Marjorie · 2023-01-24 22:41:52

You could try this nftables.conf.

This is based on mine, which works, the only changes are that I've pruned the additional ports I've opened on mine for email, ntp, dns, monitoring.

#!/usr/sbin/nft -f
flush ruleset
table inet filter {
  chain input {
    type filter hook input priority 0; policy drop;

    iifname lo accept
    ct state established,related accept
    tcp dport ssh ct state new accept
    tcp dport http ct state new accept
    tcp dport https ct state new accept
    
     # ICMP: errors, pings
     ip protocol icmp icmp type { echo-request, echo-reply, destination-unreachable, time-exceeded, parameter-problem, router-solicitation, router-advertisement } accept
     # ICMPv6: errors, pings, routing
     ip6 nexthdr icmpv6 counter accept comment "accept all ICMP types"

     # Reject other packets
     ip protocol tcp reject with tcp reset
  }
}

dcolburn · 2023-01-24 23:16:41

Love the gone "pear shaped" humor.

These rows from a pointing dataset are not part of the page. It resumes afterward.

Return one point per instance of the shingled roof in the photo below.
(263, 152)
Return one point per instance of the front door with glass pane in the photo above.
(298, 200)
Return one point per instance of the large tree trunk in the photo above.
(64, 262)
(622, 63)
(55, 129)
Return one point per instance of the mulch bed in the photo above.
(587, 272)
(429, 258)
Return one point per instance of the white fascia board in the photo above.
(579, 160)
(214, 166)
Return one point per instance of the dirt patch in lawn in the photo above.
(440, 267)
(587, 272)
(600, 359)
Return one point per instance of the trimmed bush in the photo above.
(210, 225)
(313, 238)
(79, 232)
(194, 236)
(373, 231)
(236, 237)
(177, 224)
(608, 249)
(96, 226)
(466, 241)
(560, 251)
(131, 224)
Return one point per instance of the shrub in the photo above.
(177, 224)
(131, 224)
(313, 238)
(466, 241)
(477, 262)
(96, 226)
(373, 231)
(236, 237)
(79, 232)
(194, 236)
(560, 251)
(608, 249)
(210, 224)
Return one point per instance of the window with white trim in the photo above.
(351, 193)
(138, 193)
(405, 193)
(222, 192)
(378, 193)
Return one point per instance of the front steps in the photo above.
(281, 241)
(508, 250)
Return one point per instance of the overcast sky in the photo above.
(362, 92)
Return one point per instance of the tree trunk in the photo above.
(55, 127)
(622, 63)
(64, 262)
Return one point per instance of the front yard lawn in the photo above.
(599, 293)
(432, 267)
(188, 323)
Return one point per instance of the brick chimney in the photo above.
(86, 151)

You remind me of an old friend.

I swapped your nftables.conf code for mine - do I need to reboot for it to take effect?

EDIT 1:

Rebooted - no joy.

EDIT 2:

# nft -cf /etc/nftables.conf reports no errors.

Last edited by dcolburn (2023-01-25 03:09:35)

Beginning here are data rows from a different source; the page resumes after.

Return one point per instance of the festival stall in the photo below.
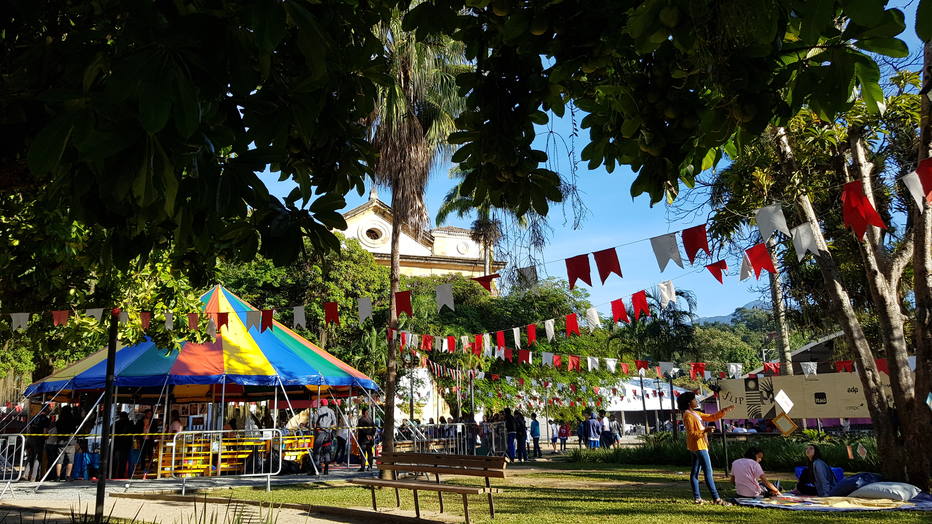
(246, 362)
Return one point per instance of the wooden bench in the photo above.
(436, 465)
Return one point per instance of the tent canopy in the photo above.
(240, 355)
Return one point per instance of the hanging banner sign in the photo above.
(830, 395)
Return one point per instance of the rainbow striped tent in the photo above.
(240, 360)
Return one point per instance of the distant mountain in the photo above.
(728, 319)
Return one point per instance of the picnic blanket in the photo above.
(922, 502)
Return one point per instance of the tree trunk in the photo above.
(779, 317)
(391, 372)
(883, 415)
(916, 437)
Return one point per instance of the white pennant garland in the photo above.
(592, 318)
(769, 219)
(667, 293)
(666, 249)
(299, 319)
(804, 241)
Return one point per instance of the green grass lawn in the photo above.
(571, 494)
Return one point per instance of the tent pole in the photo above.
(70, 440)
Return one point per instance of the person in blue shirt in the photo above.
(535, 435)
(817, 478)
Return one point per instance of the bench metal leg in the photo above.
(488, 486)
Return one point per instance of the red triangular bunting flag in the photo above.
(572, 324)
(268, 320)
(639, 303)
(403, 303)
(531, 334)
(60, 317)
(696, 369)
(759, 257)
(857, 211)
(607, 263)
(717, 268)
(695, 239)
(331, 313)
(486, 281)
(619, 313)
(577, 268)
(145, 318)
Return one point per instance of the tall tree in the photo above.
(411, 120)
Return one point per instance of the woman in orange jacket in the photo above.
(698, 445)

dcolburn · 2023-01-25 03:11:22

ralph.ronnquist wrote:

May I suggest that you don't want to compile any netfilter components?

Can you point me to a reliable instructional as to how to have git remove the 'objects' it loaded, please?

The less clutter the better.

Thanks

ralph.ronnquist · 2023-01-25 04:01:40

If the git directory on your system has pathname /home/user/mygitworkspace you would remove that git directory with the terminal command sequence:

$ cd /home/user
$ rm -rf mygitworkspace

Technically, "rm" is the program to run, "-rf" asks for the command variation to delete stuff recursively and force deletion to apply also for read-only files/directories, and "mygitworkspace" identifies the top-level pathname of files and directories to remove.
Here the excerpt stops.